The fuel price hikes will impact heavily on the majority of the population. According to official statistics, 37 percent of India’s population of 1.1 billion lives below the poverty line. More than 70 percent lives on less than $US2 a day.
At the same time, according to a World Wealth Report released on June 23 by Capgemini and Merrill Lynch Wealth Management, the number of dollar millionaires in India in 2009 increased to 126,700, pushing the country into 15th position in the world.
The price rises immediately provoked angry protests over the weekend. A demonstration organised by the Hindu supremacist Bharatiya Janata Party (BJP) blocked traffic in the capital of New Delhi with protesters shouting “Down with the government”, and burning effigies of the prime minister. The BJP also organised a protest in the Punjab.
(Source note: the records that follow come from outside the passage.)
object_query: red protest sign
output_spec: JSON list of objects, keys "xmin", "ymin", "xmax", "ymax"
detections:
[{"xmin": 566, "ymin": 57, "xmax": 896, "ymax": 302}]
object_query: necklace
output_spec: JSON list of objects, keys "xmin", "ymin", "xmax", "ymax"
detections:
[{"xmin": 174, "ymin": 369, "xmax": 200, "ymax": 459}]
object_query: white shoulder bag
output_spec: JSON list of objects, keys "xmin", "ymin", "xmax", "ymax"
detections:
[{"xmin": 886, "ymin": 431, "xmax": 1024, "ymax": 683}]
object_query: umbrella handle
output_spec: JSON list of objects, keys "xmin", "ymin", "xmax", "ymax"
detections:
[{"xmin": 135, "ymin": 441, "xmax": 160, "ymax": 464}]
When in power between 1998 and 2004, however, the BJP was instrumental in extending the pro-market agenda and the opening up of India to foreign investors that was started under the previous Congress-led government. The BJP took the first steps towards establishing market-based fuel prices, with a system of automatic rises in line with international prices, but abolished it in the face of widespread opposition.
Other protests were organised by Communist Party of India-Marxist (CPM) in West Bengal and Kerala where the party heads the state governments. Thousands of people were affected by a 24-hour strike by bus and taxi operators in Calcutta. Protesters in the state capital chanted, “Roll back the price increases.” A CPM leader Brinda Karat told the media: “This move shows how utterly insensitive and callous the government is to the terrible impact of price rises on the people of this country.”
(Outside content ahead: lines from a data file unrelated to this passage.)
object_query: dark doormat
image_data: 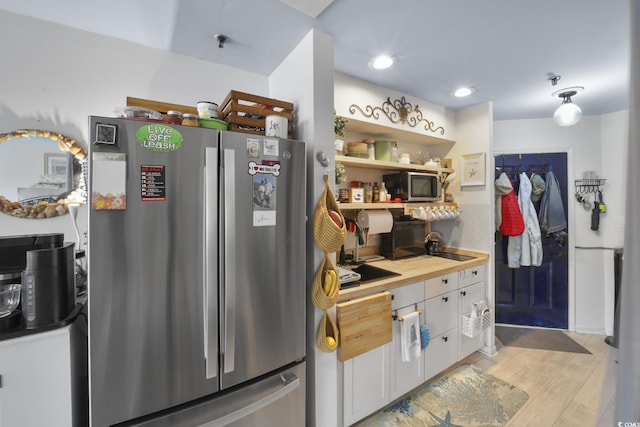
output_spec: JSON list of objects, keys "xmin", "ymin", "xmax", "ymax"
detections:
[{"xmin": 496, "ymin": 326, "xmax": 591, "ymax": 354}]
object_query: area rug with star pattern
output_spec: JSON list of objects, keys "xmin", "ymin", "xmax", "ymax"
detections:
[{"xmin": 355, "ymin": 364, "xmax": 529, "ymax": 427}]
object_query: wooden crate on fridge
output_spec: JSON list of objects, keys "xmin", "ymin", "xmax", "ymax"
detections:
[{"xmin": 219, "ymin": 90, "xmax": 293, "ymax": 139}]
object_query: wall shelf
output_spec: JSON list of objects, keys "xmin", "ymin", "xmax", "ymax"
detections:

The CPM and the Communist Party of India (CPI), together with the right-wing BJP, are supporting a nationwide strike against the fuel price rises on July 5. The protest is also being backed by the BJP’s allies and smaller leftists and regionally-based parties. The CPM and its allies issued a statement denouncing the price rises as “another cruel blow” to the people and urged maximum support to pressure the government to back down.
Like the CPM’s one-day strike in April over rising food prices, the CPM’s latest protest is not to mobilise the working class as an independent political force as the rallying point for a struggle against capitalist rule. Rather it is directed at subordinating popular anger to the party’s political manoeuvring as well as to refashion its tattered credentials as an oppositional and anti-business party.
The strike was timed to coincide with a “cut motion” in parliament instructing the government to roll back increases in excise and custom duties on petrol and diesel in the budget. The CPM made clear at the time that its intention was not to “destabilise” the government, pointing out that if that had been its aim it would have moved a no-confidence motion.
The CPM and its “left” allies, which have thoroughly integrated themselves into the Indian political establishment, function as a convenient political safety valve to contain the hostility of the masses. The party backed the UPA government during its first four years in office and was responsible for its anti-working class policies. CPM-led state governments in West Bengal, Kerala and Tripura are notorious for their ruthless implementation of similar pro-market economic policies.
Having let off steam at its one-day protest in April, the CPM took no further national action. The UPA government ignored the strike and proceeded to increase fuel prices. Again the CPM, in a de facto alliance with the BJP, has stepped in to contain the widespread opposition to the latest decision.